As to answer your original question: benchmarking is the easiest part: just open connections from other peers, like Keith said, simulate some traffic. By pointing out technical challenges of the setup, instead of telling you to open connections - thereby sidestepping the original question, I actually tried to be more helpful. Oh well, given your rather bold response, I’ll let others inform you about these matters.

[quote=“Riven,post:7,topic:54489”]

+1.

[quote=“Riven,post:7,topic:54489”]

This is why I brought up the stateless connection. I won’t go into details, because you seem knowledgeable enough to know what these are. With the use of these a ‘keep-alive’ packet and are’nt required and there won’t be idle-tcp connections as they will be closed after they are used.

This is something I may possibly look into granted the benchmarks do not hold up. I personally do not have any fear of this. However, it’s always a possibility.

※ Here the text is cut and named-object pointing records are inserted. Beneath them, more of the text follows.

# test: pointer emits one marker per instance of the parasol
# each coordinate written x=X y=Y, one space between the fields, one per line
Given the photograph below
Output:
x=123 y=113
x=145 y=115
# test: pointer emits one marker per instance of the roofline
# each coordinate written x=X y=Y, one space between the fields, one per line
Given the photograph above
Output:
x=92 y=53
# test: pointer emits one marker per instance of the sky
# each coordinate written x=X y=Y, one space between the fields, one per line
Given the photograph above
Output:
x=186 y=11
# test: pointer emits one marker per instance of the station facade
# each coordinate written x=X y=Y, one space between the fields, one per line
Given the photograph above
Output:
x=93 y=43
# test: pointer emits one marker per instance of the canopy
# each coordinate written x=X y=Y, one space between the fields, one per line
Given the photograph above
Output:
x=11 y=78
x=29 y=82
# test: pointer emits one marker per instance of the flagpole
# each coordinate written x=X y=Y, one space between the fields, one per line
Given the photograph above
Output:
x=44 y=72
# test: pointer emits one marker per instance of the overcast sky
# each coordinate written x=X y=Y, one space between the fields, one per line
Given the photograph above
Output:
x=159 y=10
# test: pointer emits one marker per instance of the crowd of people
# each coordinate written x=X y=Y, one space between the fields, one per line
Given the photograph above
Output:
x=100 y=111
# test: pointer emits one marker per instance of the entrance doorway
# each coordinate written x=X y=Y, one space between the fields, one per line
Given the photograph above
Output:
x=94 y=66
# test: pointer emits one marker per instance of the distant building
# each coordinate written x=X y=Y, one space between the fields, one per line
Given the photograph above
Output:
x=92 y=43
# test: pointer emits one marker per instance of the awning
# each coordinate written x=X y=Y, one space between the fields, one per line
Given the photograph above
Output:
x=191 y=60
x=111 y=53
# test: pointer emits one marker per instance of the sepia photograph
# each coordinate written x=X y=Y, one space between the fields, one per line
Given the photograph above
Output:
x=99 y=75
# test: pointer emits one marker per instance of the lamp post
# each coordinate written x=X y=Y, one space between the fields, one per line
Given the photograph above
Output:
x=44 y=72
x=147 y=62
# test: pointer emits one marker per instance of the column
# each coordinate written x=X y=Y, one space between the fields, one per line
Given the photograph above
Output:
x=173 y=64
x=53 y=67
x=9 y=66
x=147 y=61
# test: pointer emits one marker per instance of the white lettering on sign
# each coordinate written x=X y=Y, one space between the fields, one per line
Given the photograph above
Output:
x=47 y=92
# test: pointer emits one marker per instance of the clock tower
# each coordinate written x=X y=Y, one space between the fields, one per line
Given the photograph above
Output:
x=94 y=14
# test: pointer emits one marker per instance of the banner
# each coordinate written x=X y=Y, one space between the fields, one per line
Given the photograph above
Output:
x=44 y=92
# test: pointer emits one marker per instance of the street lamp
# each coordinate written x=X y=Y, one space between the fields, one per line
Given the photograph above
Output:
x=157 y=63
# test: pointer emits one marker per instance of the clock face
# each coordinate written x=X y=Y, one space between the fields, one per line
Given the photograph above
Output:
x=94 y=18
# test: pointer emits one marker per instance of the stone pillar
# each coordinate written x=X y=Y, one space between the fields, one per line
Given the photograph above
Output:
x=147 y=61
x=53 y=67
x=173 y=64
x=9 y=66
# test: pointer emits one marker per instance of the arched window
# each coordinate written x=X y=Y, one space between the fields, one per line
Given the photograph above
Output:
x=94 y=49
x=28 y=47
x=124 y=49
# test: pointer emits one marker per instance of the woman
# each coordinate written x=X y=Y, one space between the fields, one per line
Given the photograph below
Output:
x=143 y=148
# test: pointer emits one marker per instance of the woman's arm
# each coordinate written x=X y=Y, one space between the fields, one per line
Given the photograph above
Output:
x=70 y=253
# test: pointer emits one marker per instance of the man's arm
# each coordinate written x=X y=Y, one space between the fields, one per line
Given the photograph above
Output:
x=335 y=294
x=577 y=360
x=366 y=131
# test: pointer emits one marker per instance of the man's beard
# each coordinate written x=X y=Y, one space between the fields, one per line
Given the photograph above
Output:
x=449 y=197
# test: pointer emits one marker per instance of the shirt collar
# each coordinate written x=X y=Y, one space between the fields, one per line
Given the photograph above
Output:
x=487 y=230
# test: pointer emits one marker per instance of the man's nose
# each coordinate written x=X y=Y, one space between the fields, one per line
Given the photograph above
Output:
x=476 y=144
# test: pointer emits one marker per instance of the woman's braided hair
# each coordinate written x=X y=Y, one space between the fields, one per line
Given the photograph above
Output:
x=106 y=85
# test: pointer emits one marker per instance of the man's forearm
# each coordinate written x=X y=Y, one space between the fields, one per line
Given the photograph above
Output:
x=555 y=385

I don’t believe I ever stated it was hard, hell I could just use a profiler. The question was asking for people that have benchmarked on much larger scales to talk about how they did it.

Thank you for your responses. They were definitely informative.

Make sure your benchmark code (or any third-party software you use to measure latencies) does not suffer from Coordinated Omission. It’s very easy to miss and many tools (even commercial) suffer from this problem. For solutions, see LatencyUtils and anything Gil Tene has to say on the matter.